I’ve written a lot about OEE before: is OEE a flawed metric, is 100% OEE a myth, and why many manufacturers are wasting time trying to measure it. My expertise on the subject recently attracted the attention of a COO of a major automotive parts manufacturer who wanted to discuss this in greater depth. Ultimately, we ended up covering OEE in the automotive industry applications in a pretty comprehensive fashion.
Below, I’ve highlighted some of the key points of our conversation, what he chose to anonymously share with me, and some additional insights into OEE for automotive parts manufacturers.
COO’s on OEE in the Automotive Industry
This was my first question to the COO. His answer didn’t surprise me. Yes, of course. OEE is rightfully an important metric for automotive parts manufacturers. Additionally, it can be argued that optimizing OEE offers more benefits to automotive parts manufacturers than most other niche manufacturers.
I wanted him to share his thoughts on why OEE was critical to his business and some problems he’d recently solved related to the metric. His primary focus in describing this to me was to highlight just how critical measuring and understanding performance and uptime were to his plant floor.

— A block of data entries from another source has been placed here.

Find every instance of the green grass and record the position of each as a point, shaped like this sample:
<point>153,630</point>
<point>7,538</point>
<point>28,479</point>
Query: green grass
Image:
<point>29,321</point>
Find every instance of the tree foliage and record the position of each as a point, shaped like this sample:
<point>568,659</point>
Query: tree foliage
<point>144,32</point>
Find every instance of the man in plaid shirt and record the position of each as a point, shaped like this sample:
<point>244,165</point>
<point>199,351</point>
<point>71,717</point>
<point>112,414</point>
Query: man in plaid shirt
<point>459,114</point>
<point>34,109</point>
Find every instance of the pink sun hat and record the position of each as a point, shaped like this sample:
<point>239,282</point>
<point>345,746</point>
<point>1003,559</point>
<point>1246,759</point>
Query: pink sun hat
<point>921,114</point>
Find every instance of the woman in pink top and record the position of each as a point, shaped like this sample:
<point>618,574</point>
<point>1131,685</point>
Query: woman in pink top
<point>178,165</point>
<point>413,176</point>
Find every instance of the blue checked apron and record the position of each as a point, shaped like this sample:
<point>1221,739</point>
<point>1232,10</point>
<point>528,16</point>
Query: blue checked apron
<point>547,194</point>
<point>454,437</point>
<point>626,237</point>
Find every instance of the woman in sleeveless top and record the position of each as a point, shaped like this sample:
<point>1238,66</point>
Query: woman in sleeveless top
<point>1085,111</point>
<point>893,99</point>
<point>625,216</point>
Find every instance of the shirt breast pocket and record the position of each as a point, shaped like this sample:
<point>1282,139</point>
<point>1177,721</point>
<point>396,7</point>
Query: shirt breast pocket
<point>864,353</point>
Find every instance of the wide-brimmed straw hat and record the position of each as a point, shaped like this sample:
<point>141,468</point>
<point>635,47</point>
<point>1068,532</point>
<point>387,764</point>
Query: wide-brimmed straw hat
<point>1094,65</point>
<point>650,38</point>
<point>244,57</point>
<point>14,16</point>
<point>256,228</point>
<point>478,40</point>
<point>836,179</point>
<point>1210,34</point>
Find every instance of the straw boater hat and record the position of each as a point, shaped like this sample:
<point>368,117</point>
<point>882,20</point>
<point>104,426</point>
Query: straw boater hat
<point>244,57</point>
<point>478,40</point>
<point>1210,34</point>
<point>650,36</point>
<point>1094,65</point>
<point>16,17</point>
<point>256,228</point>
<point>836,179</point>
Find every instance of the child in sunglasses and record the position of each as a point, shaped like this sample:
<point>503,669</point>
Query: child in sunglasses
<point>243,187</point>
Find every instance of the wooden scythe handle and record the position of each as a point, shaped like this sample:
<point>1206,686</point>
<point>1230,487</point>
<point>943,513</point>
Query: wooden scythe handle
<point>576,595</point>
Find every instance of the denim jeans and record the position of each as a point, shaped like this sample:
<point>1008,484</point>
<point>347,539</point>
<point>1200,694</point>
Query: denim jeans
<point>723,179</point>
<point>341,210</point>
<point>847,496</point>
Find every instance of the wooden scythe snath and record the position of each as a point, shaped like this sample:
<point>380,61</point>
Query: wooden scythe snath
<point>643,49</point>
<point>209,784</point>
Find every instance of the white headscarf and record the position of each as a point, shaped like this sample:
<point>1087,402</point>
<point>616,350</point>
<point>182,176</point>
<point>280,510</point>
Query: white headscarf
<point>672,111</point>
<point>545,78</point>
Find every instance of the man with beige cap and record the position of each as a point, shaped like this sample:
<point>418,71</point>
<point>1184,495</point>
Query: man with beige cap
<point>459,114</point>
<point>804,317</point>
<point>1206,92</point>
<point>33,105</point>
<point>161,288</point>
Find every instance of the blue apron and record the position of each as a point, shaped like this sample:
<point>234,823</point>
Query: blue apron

He claimed that automotive parts manufacturers have some of the tightest delivery dates in the industry. This coupled with the fact that they have to profit off of very thin margins, makes it a perfect storm for being blindsided by loss or waste. He said it is one of the biggest daily risks to their business, and one that is extremely profitable when improved, and devastatingly costly when inconsistent.
Optimizing Performance and Uptime
Uptime is critical to ensuring that delivery is on time to your customers, but not only that, it’s essential for ensuring that you produce at a cost that is consistent with forecasts and projections. The big hits come when you find out about performance issues after it’s too late to fix them.
This COO went on to say that they were often finding that costs were inconsistent over time. When they explored why this was, they found out that they were getting behind so they had to run additional shifts to fulfill the orders on time.
They discovered this issue was directly correlated to uptime. They didn’t know when certain machines weren’t running and this was leading to inconsistencies in how they planned out the plant. They thought it was always running one way, when in reality it ran differently almost every day.
He claimed that once they were able to see when machines went up and down in real-time they could better account for how that may affect operations, logistics, and more. He said some issues were preventable and others weren’t, but that ultimately understanding the problem allowed them to be a smarter business.
These insights gave them an easy start to fixing the problem. Once you know why something is inconsistent, you can solve the problem. The COO admitted that this was often the hardest part.
“Once you know why something is wrong, you have the formula to justify any costs associated with fixing it”.
Reporting on Cell and Machine Levels
After our conversation, I actually thought of something else pretty interesting that likely has some pretty strong benefits for automotive parts OEE.
As we all know, most auto parts manufacturers set up cells of multiple machines to produce parts. Understanding OEE at the cell level is critical but you also need to understand how each machine in the cell is performing to diagnose bottleneck and pinpoint problems. It may not make sense to track OEE by machine but downtime by machine is critical.
For example, manufacturing engineers try to balance the cells as much as possible, but there is always a bottleneck. The bottleneck can change based on what is happening with each machine. If the first machine in a cell goes down for a few hours it will probably starve the rest of the line, including your bottleneck machine. Maintenance and supervisors need to know this as soon as possible to take action and prevent costly overtime or delayed deliveries.
Analytics to Save the Day
Ultimately, it comes back to the basics that we preach often. Data-driven lean manufacturing processes require some really fundamental data, in a simple way, to every stakeholder in the organization. The data isn’t just for the shop floor, or ops, or management. It’s for everyone.
If everyone can see a problem, identify it as it’s happening, then you solve for it in real-time; preventing significant costs. There are few that can benefit more from implementing as many of these practices as possible than automotive parts manufacturers.
Having a steady handle on uptime and performance can help you quickly identify inconsistencies costing you money, and essentially increase your margins while reducing your risk.